Knight Terrors is an endless runner that takes most of its queues from Flappy Bird, oddly enough. You take control of a knight as you flap and slash your way through procedurally generated levels that last for as long as you’re able to stay alive. The levels were never long enough in my case, sadly.
Unlike other endless runners, notably Flappy Bird and Temple Run, the challenge in Knight Terrors is both fair and rewarding. A lot of this has to do with releasing Knight Terrors on a console-portable hybrid that has buttons instead of phones — the Nintendo Switch is the perfect platform for this game. There are only two buttons you’ll be using in Knight Terrors: the left trigger to flap your vampire-like wings, and the A button to slash your sword. Everything else comes down to timing and judgement.
Four modes are locked right off the bat, and can only be unlocked after certain conditions are met; to unlock the first additional mode, for example, you have to reach at last level six on the normal game mode. Each of these additional modes emphasize a specific aspect in Knight Terrors that makes for an experience that’s just different enough from the last.
In normal mode, you have to avoid spikes on the ground and avoid taking damage from enemies that run at you — three hits and Thy Game Is Over.

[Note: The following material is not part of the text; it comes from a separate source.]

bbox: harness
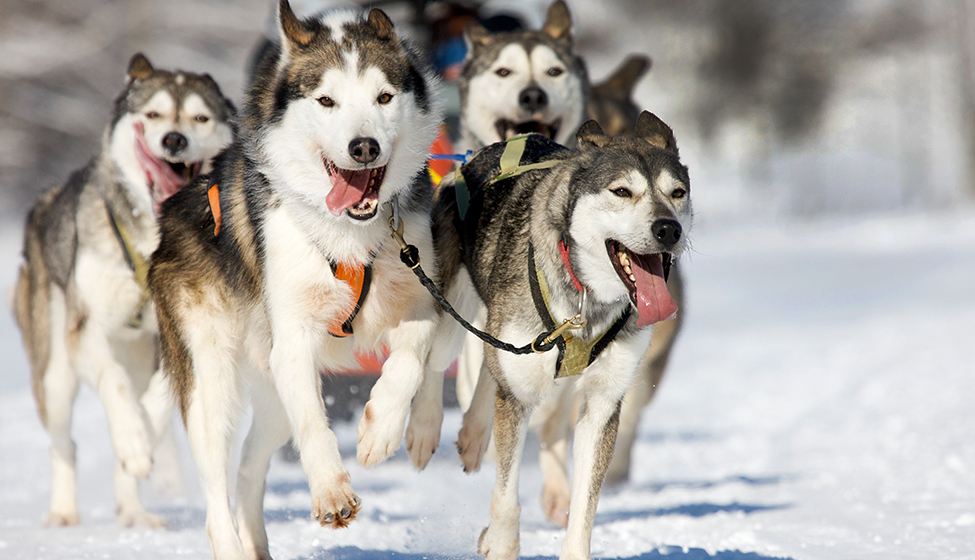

To shake things up, you also have to kill all of the knight’s enemies. Thy Game Is Over if three enemies make it by you. This gets really chaotic when there are a bunch of enemies on-screen; you have to decide, in a manner of seconds, which enemies you can kill without getting hurt and which ones you can afford to let by. Each of the additional modes take this essential premise and tweak it in some way.
The first additional mode you unlock, after getting to level six in normal mode, is called Flight Terrors. This mode emphasizes the knight’s ability to fly like some sort of vampire hell-creature and removes the requirement to kill his enemies. You can still kill them, though, and it’s a good idea to: Flight Terrors is purely based on a high score that increases for each set of large spikes you flap between and each enemy you kill without getting hit. You’ll have to reach a high score of 50,000 to unlock the next game mode.
Locking each mode behind a different type of score requirement was a brilliant idea. My only gripe with each mode is that there isn’t an online leaderboard. Even though my scores are just barely enough to unlock each mode, it still would have been cool to match my scores up with other players online.
There’s a tangible feeling of progression despite Knight Terrors being an endless runner. Racking up a high score will unlock power-ups that randomly drop and bounce around in the middle of a run. The power-ups all have tongue-in-cheek names — like The Stick of Returning — and get pretty powerful as you unlock more and more of them. Power-ups stack, too; on one run that didn’t last nearly as long as I’d hoped, I had boomerangs and throwing axes flying all over the screen.
The chaos and intensity in Knight Terrors is matched perfectly by its score. It has the same sort of authentic retro sound as Shovel Knight. In fact, the entirety of Knight Terrors — from its opening menu to the game over screen you’ll see too many times to count — is hyper-stylized in a way that really immersed me in the whole experience.
The best part: it’s only $3 USD on the Nintendo Switch eShop.
System reviewed on: Nintendo Switch.
Disclaimer: A review code for Knight Terrors was provided by Nicalis.